In it, the artist combined vaguely transparent marine-blue boomerangs that seem bound for a midair capriccio, but turn inward instead. The shapes are so simple that it is difficult to avoid trying to define them: Are they inspired by photos of the polar collar on Venus? Will they reconcile like horseshoe magnets? Or simply shiver endlessly in a sea of borrowed nostalgia (grand piano cases done up in French nautical stripes, vintage postage stamps from the Cote d’Azur, the decorative graphics of sailing insignia)?

    Like a snatch of melody, the painting momentarily offers a flight of imagination that stills chatter and fluttering thoughts.

    Mr. Fonseca says his narrative-defying style partly stems from a natural gift for languages. In addition to English, he speaks French, Italian, and Spanish, but says that to him these are just sounds like any other. “Bread is a word,” he said cryptically, by way of explanation. “It’s just a sound.” (Although he makes an exception for the language one’s mother spoke. That language, he said, is much more primal, and emotionally charged.)
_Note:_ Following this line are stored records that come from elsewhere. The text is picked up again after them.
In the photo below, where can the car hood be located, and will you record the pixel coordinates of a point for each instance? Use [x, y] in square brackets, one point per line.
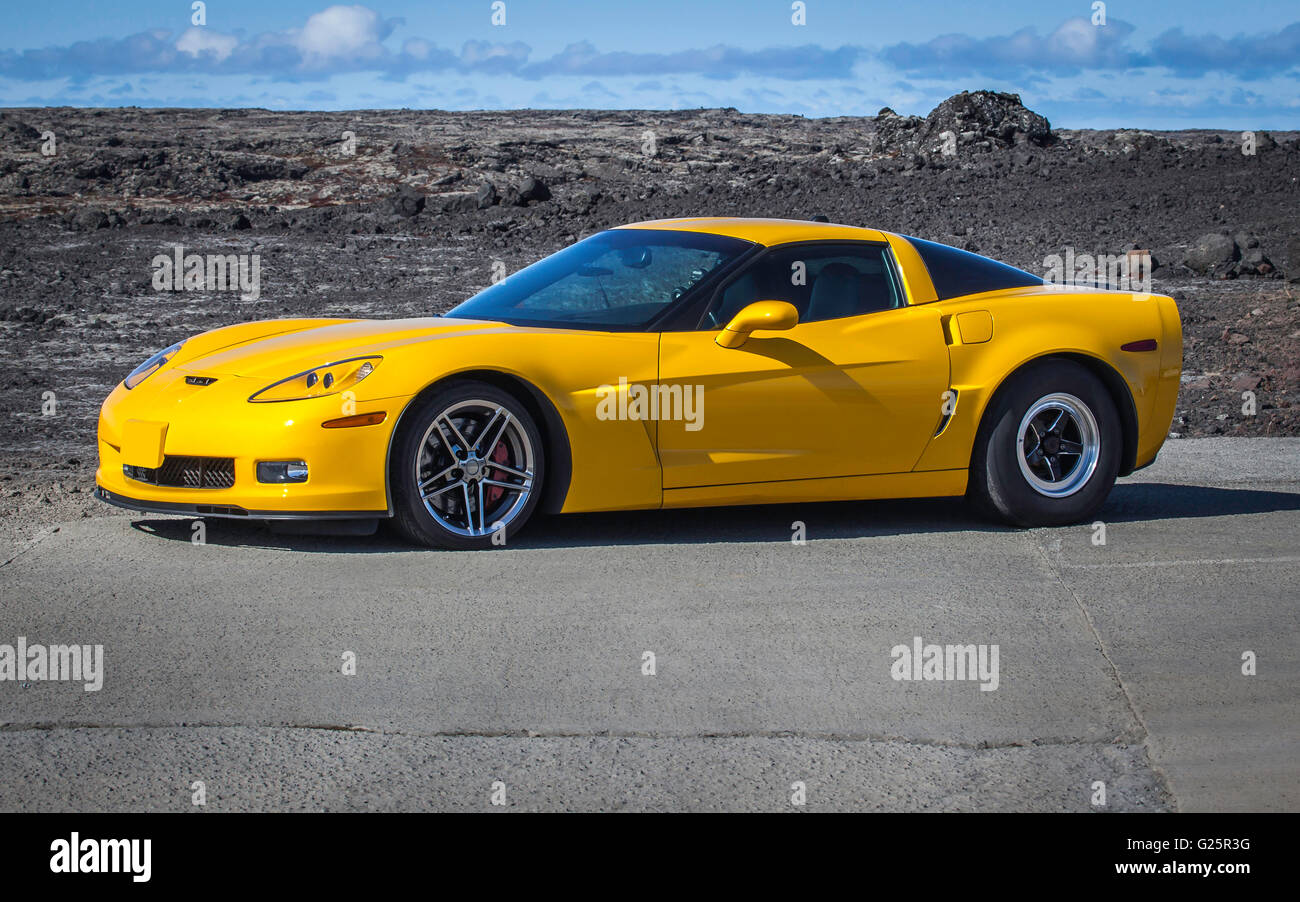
[277, 348]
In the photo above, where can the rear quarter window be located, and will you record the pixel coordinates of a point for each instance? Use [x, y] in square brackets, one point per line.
[956, 272]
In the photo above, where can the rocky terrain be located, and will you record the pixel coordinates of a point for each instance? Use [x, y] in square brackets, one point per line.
[407, 212]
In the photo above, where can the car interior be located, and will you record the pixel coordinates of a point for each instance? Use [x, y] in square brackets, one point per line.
[831, 286]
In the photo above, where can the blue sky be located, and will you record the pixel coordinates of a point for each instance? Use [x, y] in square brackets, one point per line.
[1152, 64]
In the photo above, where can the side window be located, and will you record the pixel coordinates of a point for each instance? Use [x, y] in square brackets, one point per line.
[827, 282]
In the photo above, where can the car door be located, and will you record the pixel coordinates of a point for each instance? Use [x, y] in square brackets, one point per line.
[854, 389]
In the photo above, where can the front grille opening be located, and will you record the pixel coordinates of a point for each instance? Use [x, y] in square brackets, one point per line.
[182, 472]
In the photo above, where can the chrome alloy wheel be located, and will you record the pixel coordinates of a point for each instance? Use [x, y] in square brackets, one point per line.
[475, 468]
[1058, 445]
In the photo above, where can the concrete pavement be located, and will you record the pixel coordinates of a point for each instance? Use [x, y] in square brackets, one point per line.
[1118, 662]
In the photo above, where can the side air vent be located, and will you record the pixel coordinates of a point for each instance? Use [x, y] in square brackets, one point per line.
[949, 408]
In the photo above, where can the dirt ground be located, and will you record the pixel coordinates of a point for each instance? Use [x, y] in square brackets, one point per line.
[404, 224]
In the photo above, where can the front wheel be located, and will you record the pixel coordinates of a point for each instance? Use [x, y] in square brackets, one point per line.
[467, 468]
[1048, 451]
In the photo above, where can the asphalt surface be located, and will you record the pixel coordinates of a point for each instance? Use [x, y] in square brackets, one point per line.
[1118, 662]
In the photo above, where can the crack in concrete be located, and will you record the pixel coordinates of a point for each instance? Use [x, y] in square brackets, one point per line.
[1048, 741]
[1114, 671]
[31, 543]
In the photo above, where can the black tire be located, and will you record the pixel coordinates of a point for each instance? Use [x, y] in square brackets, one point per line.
[469, 407]
[1017, 490]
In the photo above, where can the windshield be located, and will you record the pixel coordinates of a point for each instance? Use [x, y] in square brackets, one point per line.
[619, 278]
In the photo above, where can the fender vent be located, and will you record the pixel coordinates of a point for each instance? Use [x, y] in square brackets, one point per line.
[949, 410]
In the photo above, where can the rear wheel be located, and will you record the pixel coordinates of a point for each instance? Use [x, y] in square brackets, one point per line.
[1048, 451]
[467, 468]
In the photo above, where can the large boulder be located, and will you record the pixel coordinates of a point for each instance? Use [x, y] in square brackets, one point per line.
[406, 202]
[988, 115]
[1216, 251]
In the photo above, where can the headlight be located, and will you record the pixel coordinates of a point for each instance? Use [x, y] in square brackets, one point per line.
[151, 365]
[319, 382]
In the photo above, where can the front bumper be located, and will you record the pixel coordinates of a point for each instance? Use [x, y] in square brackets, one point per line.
[229, 511]
[347, 468]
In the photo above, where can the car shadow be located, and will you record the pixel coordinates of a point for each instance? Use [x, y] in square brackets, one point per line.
[768, 523]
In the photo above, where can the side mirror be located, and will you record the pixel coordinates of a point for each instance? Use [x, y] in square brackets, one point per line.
[759, 315]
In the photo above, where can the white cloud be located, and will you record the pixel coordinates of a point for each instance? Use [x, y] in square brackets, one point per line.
[342, 33]
[202, 40]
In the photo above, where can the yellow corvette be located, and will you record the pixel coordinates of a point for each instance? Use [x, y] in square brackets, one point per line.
[681, 363]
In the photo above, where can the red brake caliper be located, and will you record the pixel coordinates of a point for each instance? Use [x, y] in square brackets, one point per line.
[501, 455]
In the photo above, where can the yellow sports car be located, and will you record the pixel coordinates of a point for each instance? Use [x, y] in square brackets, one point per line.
[681, 363]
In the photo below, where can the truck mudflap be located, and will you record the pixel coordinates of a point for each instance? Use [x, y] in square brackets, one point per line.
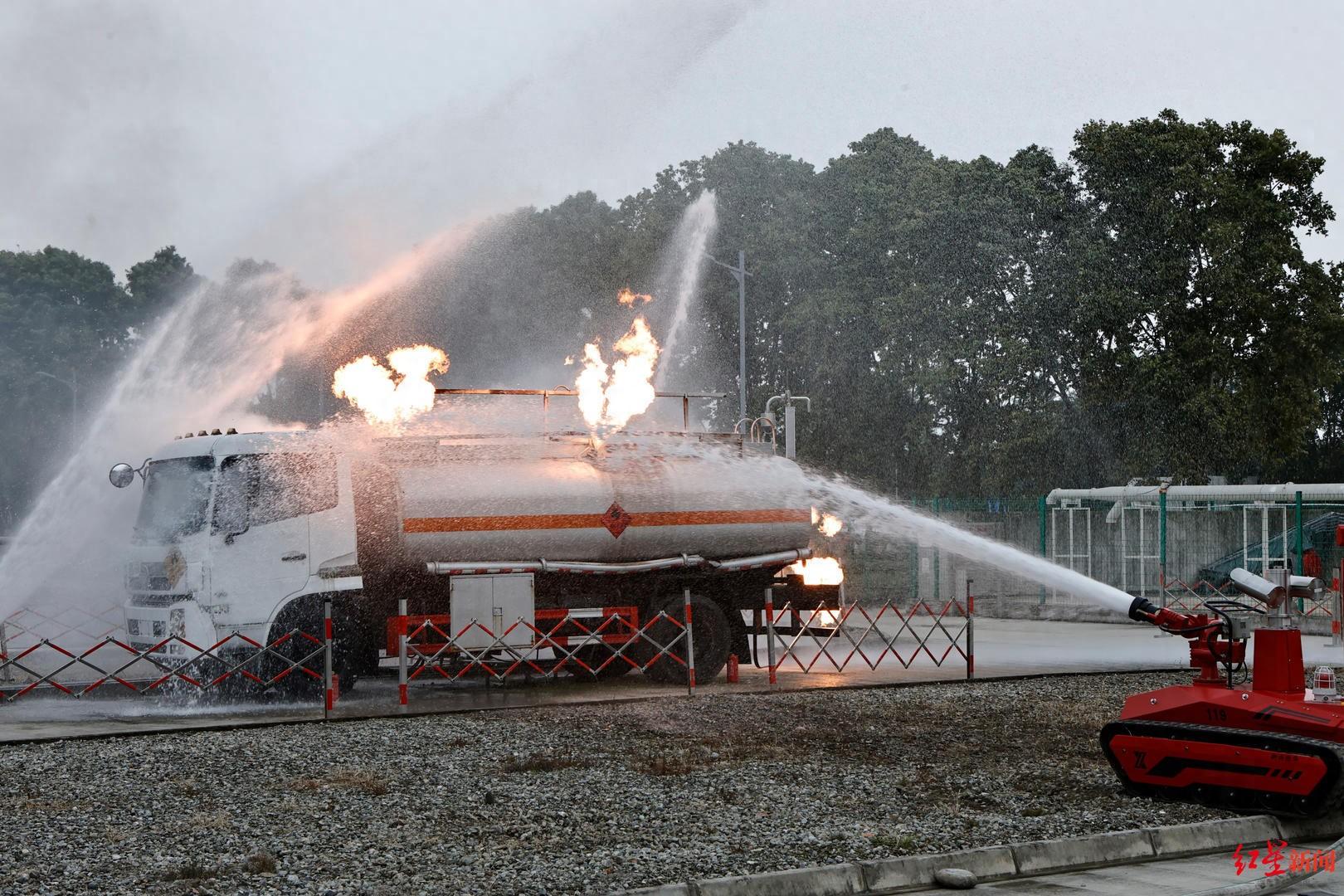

    Five years ago, Mr. Fonseca’s hard work allowed him to construct a studio on the family compound on Route 114 in East Hampton. In the 1950s Jacob Kaplan, Mrs. Fonseca’s father, had purchased 165 acres between the turnpike and Long Lane from Judge Samuel Seabury, for $21,000, after a fire destroyed the Kaplans’ house on Tides Turn Lane, off Lily Pond Lane. The main house on the former Seabury property, and four acres of land, were donated in 1999 to the Nature Conservancy by the Kaplan Trust and now serve as its Long Island headquarters.

    “It’s spartan,” Mr. Fonseca said of his studio. “But I enjoy empty space as a possession. When I was 14, I got every type of watch, stopwatch, and camera — it was almost insane — and since then I haven’t liked stuff. I wait for things to come to me.”

    Mr. Fonseca’s presence on the East End this summer is thanks to the marriage of a friend’s daughter, whose nuptials will take place at his studio. “I knew I’d be out here,” he said. “I thought I’d like to have a show, and see some of my old friends — so I called the Drawing Room gallery. I asked if they might be interested in showing my work, and we hit it off. I’m looking forward to it, seeing my mother, my sisters, Quina and Isabel, my cousins, my nephews and nieces. Then I plan to work there through October for a show opening at Ben Brown in London in January.”

    He spends time on the East End during the off-season, and he avoids weekends whenever possible. “I’m able to work for long uninterrupted periods of time. And sometimes, after spending my childhood summers in East Hampton, I get momentary Proustian memory sensations.”